« on: April 28, 2013, 01:42:00 AM »
The idea of enrolling in law school struck me like a thunderbolt. It was an awakening that turned into a personal mission, a goal, and I committed myself to the challenge almost instantly. By committed, I mean that absolutely nothing short of some personal tragedy can stop me from achieving my goal. The J.D. that evening law students earn is as much a testimony to their endurance as it is an academic achievement. As an insurance underwriter, I have a rewarding career in a field that I love. It requires a lot more than 40 hours a week. The upshot is that tackling the rigors of even a part-time evening program (three nights a week, 6:30 - 9:15, and study all weekend) has been the most difficult thing I have done in life since my tour of duty in the Marine Corps. In certain ways, managing a career and part-time law school at the same time is harder than anything they threw at me in the USMC. It takes extraordinary courage, stamina, determination, commitment, passion, and focus to succeed. You need to have an insane, blinding desire to become an attorney. But the dean is correct: it can be done. I'm doing it. I'm a 3E currently preparing for my final exams, with just one more year to go. Then on to the bar. I still can't see the top of the mountain, but looking back, it's a hell of a long ways down. We keep climbing. But you have to accept that you will be holding down two full-time jobs for the next four years. Except during the breaks, your life will have only two prongs: the job and law school. There will be little time for anything else, so you need to steel yourself for total commitment. But it isn't just an exercise in misery. Honestly, law school is fun. Yes, it's challenging, but you'll start to get passionate about learning the law, and while you might lose a few loose friends during the journey, your true friends will still be there. And plus, you'll make a lot of new friends in class.

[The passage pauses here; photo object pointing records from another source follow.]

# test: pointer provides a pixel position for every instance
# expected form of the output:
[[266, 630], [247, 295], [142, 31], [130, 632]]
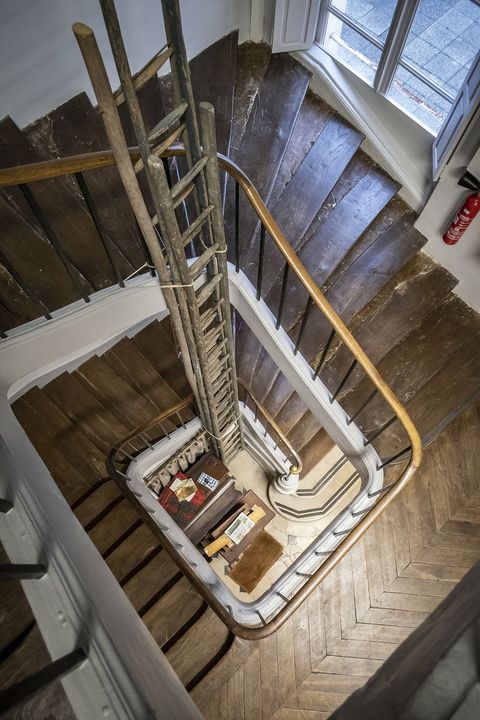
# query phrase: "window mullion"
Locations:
[[394, 44]]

We lost some 50 percent of our class after the first year. People started falling out by the third week, which I thought was pathetic. The rigors of the program were just too difficult for a lot of otherwise nice people to handle. But poor grades on the first-year final exams also took out a substantial number of people. However, of the students in my class who survived the first year, I can think of only one who has fallen by the wayside over our second and third years. There's something to be said for that. The first-year survivers tend to go the distance.

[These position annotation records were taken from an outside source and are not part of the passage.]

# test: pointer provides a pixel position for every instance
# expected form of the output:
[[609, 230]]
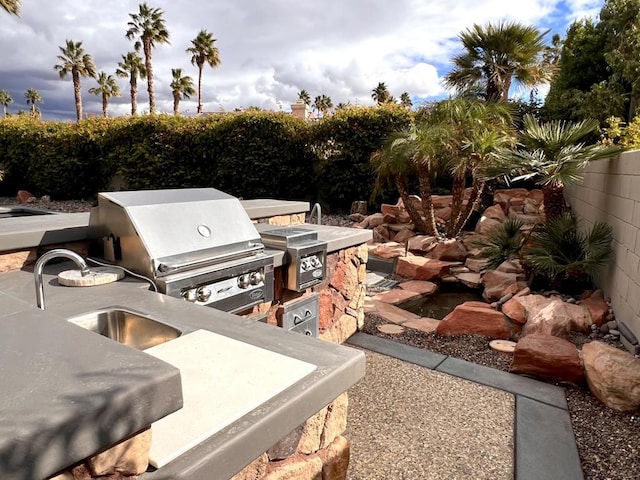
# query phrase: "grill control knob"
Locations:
[[190, 295], [256, 278], [204, 294], [244, 281]]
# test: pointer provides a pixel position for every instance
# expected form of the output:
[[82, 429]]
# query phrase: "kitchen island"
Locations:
[[235, 445]]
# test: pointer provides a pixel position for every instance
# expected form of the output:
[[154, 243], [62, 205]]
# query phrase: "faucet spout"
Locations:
[[56, 253]]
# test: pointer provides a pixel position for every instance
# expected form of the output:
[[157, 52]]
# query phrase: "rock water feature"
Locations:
[[542, 324]]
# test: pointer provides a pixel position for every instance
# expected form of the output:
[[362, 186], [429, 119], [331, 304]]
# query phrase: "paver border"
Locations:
[[544, 443]]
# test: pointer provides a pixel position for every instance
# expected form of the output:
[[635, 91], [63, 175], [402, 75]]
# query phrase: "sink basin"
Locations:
[[127, 327]]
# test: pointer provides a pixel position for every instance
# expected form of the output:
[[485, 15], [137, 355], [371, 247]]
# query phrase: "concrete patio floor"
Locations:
[[421, 415]]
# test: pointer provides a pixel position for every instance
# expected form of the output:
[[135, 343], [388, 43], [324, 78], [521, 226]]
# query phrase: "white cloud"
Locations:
[[270, 49]]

There's also something to be said for the camaraderie of evening law school. I don't know how it is in regular law school, but in a CBE night program such as the one I attend, and probably CA Law Dean's at Monterey as well (correct me if I'm wrong, Dean) you go through the program with pretty much the exact same people from the beginning to the end. Other than summer school, there isn't the same picking and choosing of courses from an array of possibilities, as in college. Everyone takes the same program of courses and you tend to sit with your friends in every class. By the second year or earlier, you know everybody in class by first name, and everybody knows you. It's pretty cool. I'm proud of my classmates, because I know that they're all enduring the same hell that I am, juggling work, school, families, and mortgages. The people who succeed in night school have an astounding degree of determination and drive. But Livinglegend has a point. During the school year, and especially during that all-critical first year, you need to be "all in." You can't bluff your way through law school like you might in a college lit class. If you're prepared to make the necessary sacrifices in your social life in order to focus on the work demanded of you, you can make it.
Another thing I haven't mentioned, and it's as important as anything, is that you need support. You need the support and understanding of your spouse, your employer, your family and your friends. The grind takes a toll on relationships, which is why you may lose a few of your looser (I didn't say "loser") friends. You may also start to take inventory of your relationships after a couple of years of law school and decide to punt some of the losers (this time I mean "losers") the hell out of your life. You're surrounded by so many inspiring professors and go-getters, and your free time is so precious that wasting it on unambitious, uninspiring, unmotivated old friends will start to feel like putting on a pair of dirty old shoes that you lost in the garage five years ago. So you take them off and throw them away. It's not elitist: it's water seeking its own level.
Law school is a fantastic experience. And boy, is it eye-opening. After three years, I want it over with so badly I can taste it. But I'm getting closer and closer to my goal. No turning back. Set that goal, keep your eyes on it, prepare for success, and you, audacious climber, may reach the top of the mountain. Lots of us are doing it.